Possible ALS

[me3845]

I have been experiencing pain in my left should. Feels like I have just slept on it wrong. This started November of 2022. Then arm has atrophy and I can’t lift weight above 5-10lbs without help. I have full motor range, fairly good grip strength. Also the atrophy has entered the top part of pec next to arm.

I don’t have pain when lifting any weight just weak. The rest of my body hasn’t been experiencing any discomfort, until about 2 weeks ago my right shoulder started aching like I’ve slept on it wrong.

I just had emg, blood work done & MRI on august 31st.

I do have muscle twitching but have had tremors must of my life.

So my question is are these the early symptoms or just my mind ? Doctor ordered all these different test. Told me if they all come back negative I have ALS.

So just wondering the pain type feeling and the progression of weekends and atrophy.

Also I’m 52.

 

[Nikki J]

A few thoughts. Your right shoulder has presumably been compensating for your left plus the left is likely throwing things out of alignment

There is a lot of space between all in your mind and ALS

My first thought would be Parsonage Turner syndrome which can be tricky to diagnose unless they are specifically looking for it.

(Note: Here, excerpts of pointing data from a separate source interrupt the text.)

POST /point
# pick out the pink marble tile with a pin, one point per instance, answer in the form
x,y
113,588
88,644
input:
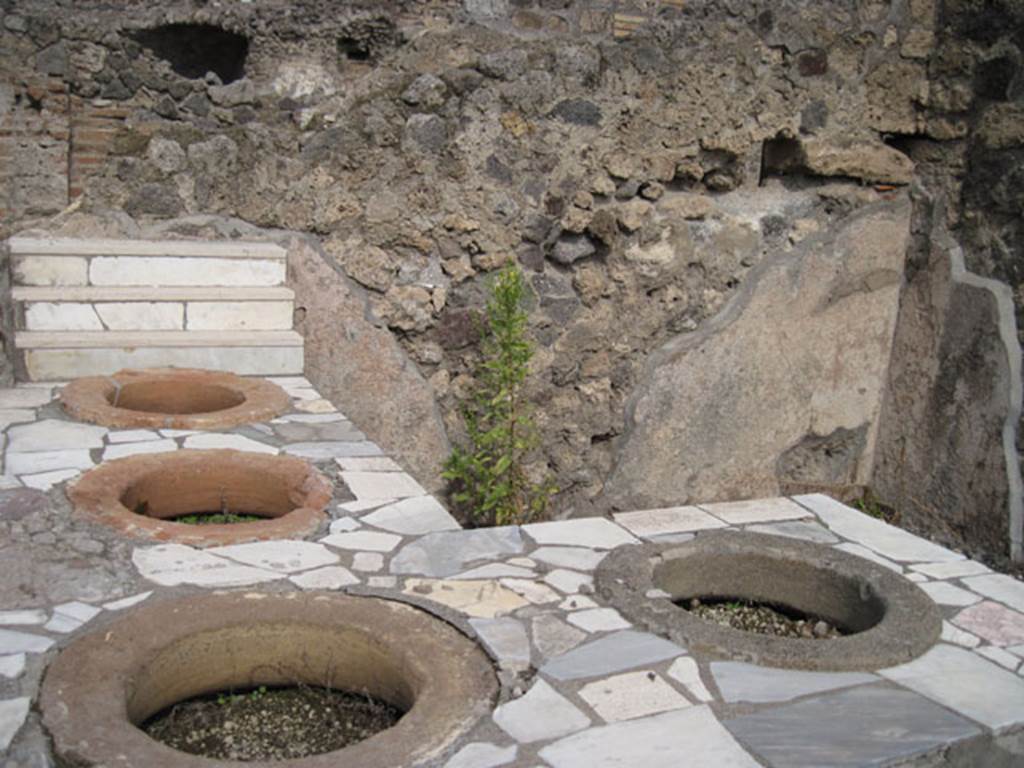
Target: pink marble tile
x,y
998,625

It is definitely not true that if all your tests are negative it is ALS . You state you had an emg. If that is normal then it isn’t ALS. If it is abnormal it could be abnormal in many ways depending on what is wrong. But ALS is not just a diagnosis of exclusion it requires specific findings on emg and clinical exam. What kind of doctor said this?

 

[lgelb]

There are several syndromes that affect one shoulder, that are not ALS, that go under different names. These include localized motor neuropathies, brachial neuritis/neuralgic amyotrophy, Parsonage-Turner, and Hirayama disease. Frozen shoulder is another.

I would certainly get a second opinion, whatever comes of the tests.

 

[me3845]

I went to a neurologist for the emg and results. Originally the test was just for my left arm. Then based on my results he tested my left leg, lower back and neck. He went to these other body parts because of the information he received during emg test.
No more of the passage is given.